A 62-year-old contractor sustained fatal injuries when three methane ignitions occurred in an air shaft, says the Mine Safety and Health Administration (MSHA).
The victim and three contractors were preparing to seal the intake air shaft of an underground mine. At the time of the ignitions, the victim was trimming metal so that it would fit inside wooden forms and was in direct line of the ignition forces.
- Do not use cutting torches near unventilated air shafts. Allow no sparking or hot metal from grinding or torching to drop into an air shaft opening. Install non-combustible barriers below welding, cutting, or soldering operations in or over a shaft.
- Conduct proper examinations for methane immediately before and during welding, cutting, soldering or using any spark causing tool (grinder, drills, etc.), especially in areas likely to contain methane. At an air shaft, monitor for methane continuously, at appropriate levels, including the bottom of the air shaft.

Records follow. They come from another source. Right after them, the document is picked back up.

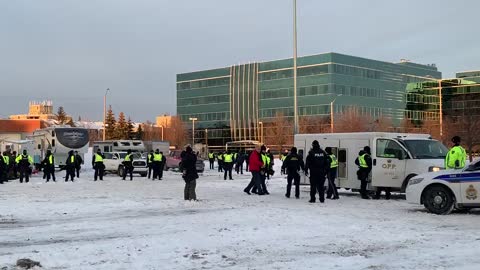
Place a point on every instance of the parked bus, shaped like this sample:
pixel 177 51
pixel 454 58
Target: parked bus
pixel 60 140
pixel 119 146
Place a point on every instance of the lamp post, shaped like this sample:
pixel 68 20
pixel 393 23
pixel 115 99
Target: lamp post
pixel 261 131
pixel 193 119
pixel 295 104
pixel 331 113
pixel 105 112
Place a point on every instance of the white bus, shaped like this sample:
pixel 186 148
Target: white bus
pixel 396 157
pixel 60 140
pixel 119 146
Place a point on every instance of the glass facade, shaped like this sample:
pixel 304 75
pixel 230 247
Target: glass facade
pixel 459 97
pixel 238 97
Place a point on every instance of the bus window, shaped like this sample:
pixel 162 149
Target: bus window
pixel 342 163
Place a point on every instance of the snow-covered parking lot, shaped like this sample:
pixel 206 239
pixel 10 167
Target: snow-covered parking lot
pixel 144 224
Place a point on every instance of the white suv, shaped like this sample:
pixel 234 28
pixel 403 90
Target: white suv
pixel 113 162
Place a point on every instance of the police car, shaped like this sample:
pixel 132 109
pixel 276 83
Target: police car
pixel 440 192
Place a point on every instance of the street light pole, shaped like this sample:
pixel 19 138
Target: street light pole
pixel 193 119
pixel 261 132
pixel 295 104
pixel 105 113
pixel 331 113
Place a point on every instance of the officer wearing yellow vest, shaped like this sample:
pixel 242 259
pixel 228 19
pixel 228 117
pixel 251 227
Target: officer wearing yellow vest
pixel 70 166
pixel 332 192
pixel 157 165
pixel 228 159
pixel 24 161
pixel 49 166
pixel 283 156
pixel 150 163
pixel 220 161
pixel 456 157
pixel 97 164
pixel 364 163
pixel 3 167
pixel 211 159
pixel 128 165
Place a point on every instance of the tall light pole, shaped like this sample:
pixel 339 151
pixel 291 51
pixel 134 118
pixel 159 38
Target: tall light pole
pixel 295 105
pixel 193 119
pixel 261 132
pixel 105 113
pixel 331 113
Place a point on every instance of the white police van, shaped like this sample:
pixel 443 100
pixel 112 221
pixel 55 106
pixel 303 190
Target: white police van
pixel 441 192
pixel 396 157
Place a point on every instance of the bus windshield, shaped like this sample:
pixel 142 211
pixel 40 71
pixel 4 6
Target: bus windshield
pixel 426 149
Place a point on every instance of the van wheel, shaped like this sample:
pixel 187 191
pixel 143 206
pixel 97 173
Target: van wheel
pixel 120 171
pixel 438 200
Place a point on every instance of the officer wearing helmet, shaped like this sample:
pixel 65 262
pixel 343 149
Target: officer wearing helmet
pixel 457 156
pixel 317 164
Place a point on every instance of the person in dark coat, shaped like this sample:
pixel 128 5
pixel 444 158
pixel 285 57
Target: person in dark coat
pixel 78 163
pixel 128 165
pixel 292 165
pixel 150 163
pixel 97 164
pixel 317 164
pixel 70 164
pixel 24 161
pixel 239 163
pixel 256 165
pixel 189 173
pixel 49 166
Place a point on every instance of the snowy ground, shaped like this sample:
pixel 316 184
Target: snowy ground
pixel 146 224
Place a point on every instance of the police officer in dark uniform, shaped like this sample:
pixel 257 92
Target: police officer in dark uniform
pixel 150 163
pixel 24 161
pixel 49 166
pixel 70 166
pixel 97 163
pixel 364 163
pixel 317 164
pixel 292 164
pixel 78 163
pixel 128 165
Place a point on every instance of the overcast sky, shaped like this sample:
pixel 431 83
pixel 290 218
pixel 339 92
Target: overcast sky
pixel 70 51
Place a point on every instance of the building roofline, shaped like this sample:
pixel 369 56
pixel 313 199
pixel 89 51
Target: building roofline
pixel 309 55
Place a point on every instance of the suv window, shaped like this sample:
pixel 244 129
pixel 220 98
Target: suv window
pixel 390 149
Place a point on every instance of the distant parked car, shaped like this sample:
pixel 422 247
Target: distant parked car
pixel 174 160
pixel 113 163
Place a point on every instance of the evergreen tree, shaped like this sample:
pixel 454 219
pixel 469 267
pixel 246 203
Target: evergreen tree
pixel 131 129
pixel 121 131
pixel 139 134
pixel 110 124
pixel 61 116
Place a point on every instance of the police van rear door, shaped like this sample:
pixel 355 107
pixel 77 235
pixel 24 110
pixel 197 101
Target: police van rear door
pixel 389 160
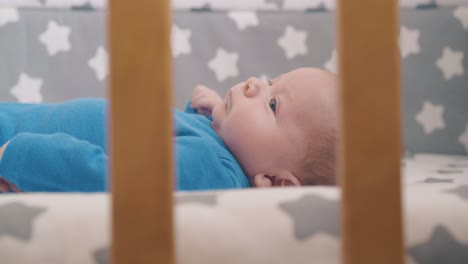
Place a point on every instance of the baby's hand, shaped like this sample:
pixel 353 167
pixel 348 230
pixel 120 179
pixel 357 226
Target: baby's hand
pixel 6 186
pixel 204 99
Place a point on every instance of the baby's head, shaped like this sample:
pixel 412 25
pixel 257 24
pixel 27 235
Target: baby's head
pixel 283 132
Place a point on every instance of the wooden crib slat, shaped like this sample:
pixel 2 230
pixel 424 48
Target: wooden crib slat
pixel 371 132
pixel 141 137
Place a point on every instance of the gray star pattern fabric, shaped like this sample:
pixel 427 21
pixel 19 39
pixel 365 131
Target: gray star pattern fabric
pixel 444 171
pixel 308 214
pixel 441 248
pixel 436 180
pixel 17 220
pixel 461 191
pixel 102 255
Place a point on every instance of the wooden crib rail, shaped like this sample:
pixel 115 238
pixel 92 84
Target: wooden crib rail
pixel 141 137
pixel 370 151
pixel 141 151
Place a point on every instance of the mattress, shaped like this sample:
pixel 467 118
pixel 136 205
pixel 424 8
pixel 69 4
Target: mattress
pixel 55 50
pixel 225 4
pixel 284 225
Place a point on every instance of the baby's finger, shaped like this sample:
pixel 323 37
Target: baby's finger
pixel 3 186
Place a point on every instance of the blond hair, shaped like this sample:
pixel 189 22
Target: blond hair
pixel 318 166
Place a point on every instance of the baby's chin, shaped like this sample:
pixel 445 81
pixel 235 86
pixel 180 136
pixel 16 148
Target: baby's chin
pixel 217 118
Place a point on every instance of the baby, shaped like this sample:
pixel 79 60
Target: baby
pixel 283 133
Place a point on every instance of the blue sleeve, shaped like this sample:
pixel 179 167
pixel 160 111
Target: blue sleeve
pixel 199 168
pixel 56 162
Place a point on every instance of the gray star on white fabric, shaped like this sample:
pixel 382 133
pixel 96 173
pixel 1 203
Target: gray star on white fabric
pixel 437 180
pixel 445 171
pixel 204 8
pixel 455 165
pixel 278 3
pixel 461 191
pixel 440 248
pixel 17 219
pixel 206 199
pixel 84 7
pixel 101 255
pixel 312 214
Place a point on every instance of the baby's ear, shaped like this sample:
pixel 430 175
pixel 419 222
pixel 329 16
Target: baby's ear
pixel 262 180
pixel 283 178
pixel 286 178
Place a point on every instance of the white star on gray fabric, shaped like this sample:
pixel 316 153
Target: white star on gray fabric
pixel 414 3
pixel 409 42
pixel 450 63
pixel 99 63
pixel 303 5
pixel 17 220
pixel 265 78
pixel 461 13
pixel 332 63
pixel 180 40
pixel 244 19
pixel 8 15
pixel 430 117
pixel 55 38
pixel 293 42
pixel 224 64
pixel 463 139
pixel 27 89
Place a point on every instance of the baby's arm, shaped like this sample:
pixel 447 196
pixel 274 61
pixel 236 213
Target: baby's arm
pixel 56 162
pixel 4 185
pixel 204 99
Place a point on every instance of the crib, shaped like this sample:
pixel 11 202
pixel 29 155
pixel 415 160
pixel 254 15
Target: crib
pixel 258 226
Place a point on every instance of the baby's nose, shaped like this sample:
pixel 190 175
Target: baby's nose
pixel 253 87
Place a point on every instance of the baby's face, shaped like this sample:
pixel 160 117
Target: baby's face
pixel 264 125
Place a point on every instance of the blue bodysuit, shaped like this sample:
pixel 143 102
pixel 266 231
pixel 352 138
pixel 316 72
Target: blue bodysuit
pixel 62 147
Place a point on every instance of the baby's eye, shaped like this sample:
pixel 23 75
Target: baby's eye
pixel 273 103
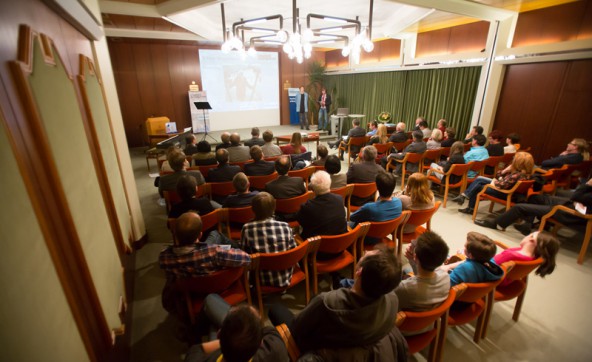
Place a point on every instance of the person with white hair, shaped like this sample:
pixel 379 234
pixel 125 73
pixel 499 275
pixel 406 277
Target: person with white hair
pixel 325 214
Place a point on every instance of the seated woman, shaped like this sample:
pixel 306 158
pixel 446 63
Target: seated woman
pixel 456 157
pixel 435 139
pixel 533 246
pixel 204 155
pixel 521 169
pixel 417 196
pixel 295 146
pixel 381 135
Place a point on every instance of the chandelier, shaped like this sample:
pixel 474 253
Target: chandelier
pixel 298 42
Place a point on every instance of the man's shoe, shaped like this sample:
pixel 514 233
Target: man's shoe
pixel 466 210
pixel 523 228
pixel 486 223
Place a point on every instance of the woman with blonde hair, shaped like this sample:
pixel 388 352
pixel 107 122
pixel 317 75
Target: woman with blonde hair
pixel 381 135
pixel 520 169
pixel 417 196
pixel 295 146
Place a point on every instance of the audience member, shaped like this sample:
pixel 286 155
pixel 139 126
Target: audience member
pixel 399 135
pixel 430 285
pixel 258 167
pixel 356 323
pixel 449 137
pixel 435 140
pixel 455 157
pixel 179 165
pixel 539 205
pixel 237 152
pixel 325 214
pixel 255 139
pixel 333 167
pixel 190 147
pixel 186 189
pixel 476 153
pixel 385 208
pixel 266 235
pixel 512 140
pixel 224 172
pixel 417 146
pixel 269 149
pixel 322 154
pixel 576 152
pixel 241 336
pixel 243 196
pixel 204 155
pixel 520 169
pixel 225 138
pixel 416 196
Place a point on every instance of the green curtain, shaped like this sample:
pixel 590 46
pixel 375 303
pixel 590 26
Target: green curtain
pixel 447 93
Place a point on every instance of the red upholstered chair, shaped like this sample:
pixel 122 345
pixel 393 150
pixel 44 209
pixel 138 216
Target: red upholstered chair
pixel 258 182
pixel 419 218
pixel 363 191
pixel 292 258
pixel 410 157
pixel 231 284
pixel 480 297
pixel 382 229
pixel 456 170
pixel 305 173
pixel 520 188
pixel 346 244
pixel 417 321
pixel 292 205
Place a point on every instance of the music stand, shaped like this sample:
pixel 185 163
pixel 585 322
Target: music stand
pixel 203 106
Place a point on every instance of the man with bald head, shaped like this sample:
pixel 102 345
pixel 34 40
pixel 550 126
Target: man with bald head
pixel 236 151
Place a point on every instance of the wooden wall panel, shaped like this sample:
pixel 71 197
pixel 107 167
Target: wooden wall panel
pixel 565 22
pixel 548 104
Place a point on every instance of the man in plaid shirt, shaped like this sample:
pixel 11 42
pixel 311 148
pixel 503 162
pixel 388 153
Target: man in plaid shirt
pixel 191 257
pixel 266 235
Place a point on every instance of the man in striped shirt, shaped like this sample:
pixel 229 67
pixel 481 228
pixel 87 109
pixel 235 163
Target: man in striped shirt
pixel 266 235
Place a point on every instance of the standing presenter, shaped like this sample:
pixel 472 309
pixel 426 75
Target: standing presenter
pixel 302 108
pixel 324 106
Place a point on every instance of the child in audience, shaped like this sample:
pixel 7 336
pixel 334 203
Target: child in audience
pixel 479 266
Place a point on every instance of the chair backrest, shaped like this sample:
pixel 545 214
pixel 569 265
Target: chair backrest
pixel 420 217
pixel 337 243
pixel 258 182
pixel 292 205
pixel 364 190
pixel 416 321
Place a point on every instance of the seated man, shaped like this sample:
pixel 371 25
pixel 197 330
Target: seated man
pixel 224 172
pixel 186 189
pixel 572 155
pixel 179 165
pixel 430 285
pixel 225 138
pixel 417 146
pixel 269 149
pixel 539 205
pixel 192 258
pixel 399 135
pixel 325 214
pixel 243 196
pixel 386 208
pixel 285 187
pixel 258 167
pixel 241 335
pixel 266 235
pixel 360 319
pixel 255 139
pixel 236 151
pixel 477 152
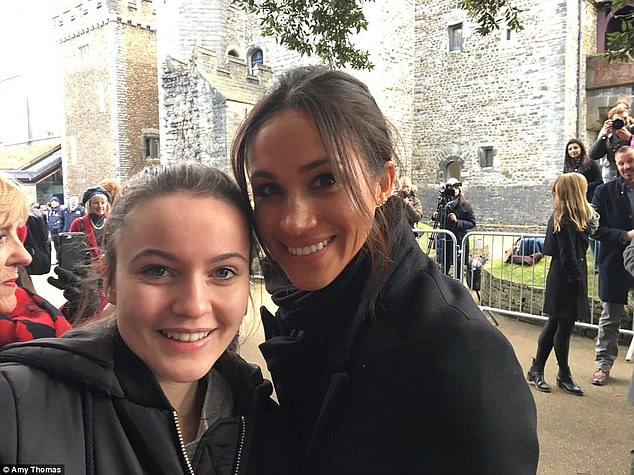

- Use properly calibrated methane detectors that can detect concentrations greater than 5%.
- Be aware of potential hazards when working around a shaft opening. Take additional safety precautions when the barometric pressure changes.
- Continuously ventilate an air shaft until the last moment before pouring concrete to seal the shaft.
- Make sure all employees are tied off while working around the shaft opening.
- Provide adequate training on the characteristics of mine gases and in the use of handheld gas detectors, including the use of extendable probes or pumps.